My odyssey of obtaining scRNAseq metadata

Jun 8, 2022 11 min read bioinformatics, scRNAseq, R

I want to curate a public scRNAseq dataset from this paper Single-cell analyses reveal key immune cell subsets associated with response to PD-L1 blockade in triple-negative breast cancer

ffq

I first tried ffq, but it gave me errors.

ffq fetches metadata information from the following databases:

GEO: Gene Expression Omnibus,
SRA: Sequence Read Archive,
EMBL-EBI: European Molecular BIology Laboratory’s European BIoinformatics Institute,
DDBJ: DNA Data Bank of Japan,
NIH Biosample: Biological source materials used in experimental assays,
ENCODE: The Encyclopedia of DNA Elements.

(base) ➜  ~ ffq GSE169246
[2022-06-06 14:32:22,716]    INFO Parsing GEO GSE169246
[2022-06-06 14:32:24,418]    INFO Finding supplementary files for GEO GSE169246
[2022-06-06 14:32:28,001] WARNING There are 83 samples for GSE169246
[2022-06-06 14:32:28,001]    INFO Parsing GSM GSM5188367
[2022-06-06 14:32:33,047]    INFO Finding supplementary files for GSM GSM5188367
[2022-06-06 14:32:34,409]    INFO No supplementary files found for GSM5188367
[2022-06-06 14:32:39,659]    INFO Getting sample for GSM5188367
[2022-06-06 14:32:41,847] WARNING No sample found. Either the provided GSM accession is invalid or raw data was not provided for this record

get the metadata using GEOquery

other methods: pysradb https://github.com/saketkc/pysradb

I then tried GEOquery

library(GEOquery)
library(tidyverse)
library(here)
#getGEOSuppFiles(GEO ="GSE176021")
# one can also get the matrix by setting GSEMatrix to TRUE
meta<- getGEO(GEO= "GSE169246",GSEMatrix=FALSE)

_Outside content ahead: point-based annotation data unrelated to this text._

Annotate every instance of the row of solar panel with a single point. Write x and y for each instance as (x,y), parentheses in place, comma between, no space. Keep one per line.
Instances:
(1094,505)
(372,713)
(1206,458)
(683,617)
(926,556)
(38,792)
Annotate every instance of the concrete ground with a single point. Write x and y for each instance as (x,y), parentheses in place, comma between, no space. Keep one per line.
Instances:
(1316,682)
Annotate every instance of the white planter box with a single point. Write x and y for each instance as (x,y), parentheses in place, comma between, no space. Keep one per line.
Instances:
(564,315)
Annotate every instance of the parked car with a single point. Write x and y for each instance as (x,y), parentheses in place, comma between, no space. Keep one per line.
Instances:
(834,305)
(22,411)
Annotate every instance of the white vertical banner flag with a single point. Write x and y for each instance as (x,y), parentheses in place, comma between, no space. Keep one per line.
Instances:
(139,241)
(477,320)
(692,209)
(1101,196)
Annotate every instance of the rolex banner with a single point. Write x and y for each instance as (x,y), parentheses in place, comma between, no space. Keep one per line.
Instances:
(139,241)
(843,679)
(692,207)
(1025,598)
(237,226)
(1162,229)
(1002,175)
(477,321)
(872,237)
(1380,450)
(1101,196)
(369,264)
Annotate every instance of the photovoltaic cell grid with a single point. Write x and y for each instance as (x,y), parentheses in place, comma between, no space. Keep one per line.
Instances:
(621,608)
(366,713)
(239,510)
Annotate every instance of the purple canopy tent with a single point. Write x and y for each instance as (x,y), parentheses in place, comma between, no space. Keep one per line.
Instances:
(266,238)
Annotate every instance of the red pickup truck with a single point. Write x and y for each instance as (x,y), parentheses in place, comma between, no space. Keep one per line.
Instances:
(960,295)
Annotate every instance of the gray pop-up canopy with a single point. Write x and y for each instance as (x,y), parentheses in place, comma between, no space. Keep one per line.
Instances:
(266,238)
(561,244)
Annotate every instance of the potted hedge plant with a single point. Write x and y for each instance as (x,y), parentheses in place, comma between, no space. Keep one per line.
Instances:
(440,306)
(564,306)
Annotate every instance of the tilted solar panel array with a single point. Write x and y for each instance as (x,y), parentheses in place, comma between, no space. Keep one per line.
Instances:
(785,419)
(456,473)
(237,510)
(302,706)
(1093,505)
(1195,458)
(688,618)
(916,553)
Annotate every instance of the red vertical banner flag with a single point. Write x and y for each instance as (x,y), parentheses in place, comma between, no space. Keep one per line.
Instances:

The meta object’s gsms slot contains useful information

## metadata 
meta@gsms$GSM5188440@header$characteristics_ch1

#> [1] "tissue: blood"               "disease state: TNBC patient"
#> [3] "group: Progression"          "treatment: Chemo"

## sample ID, I need it because the count matrix cell name is prefixed by it
meta@gsms$GSM5188440@header$title

#> [1] "Prog_P008_b"

## patient ID
meta@gsms$GSM5188440@header$source_name_ch1

#> [1] "P008"

meta@gsms is a list of lists. purrr::map() is a perfect tool to tidy it.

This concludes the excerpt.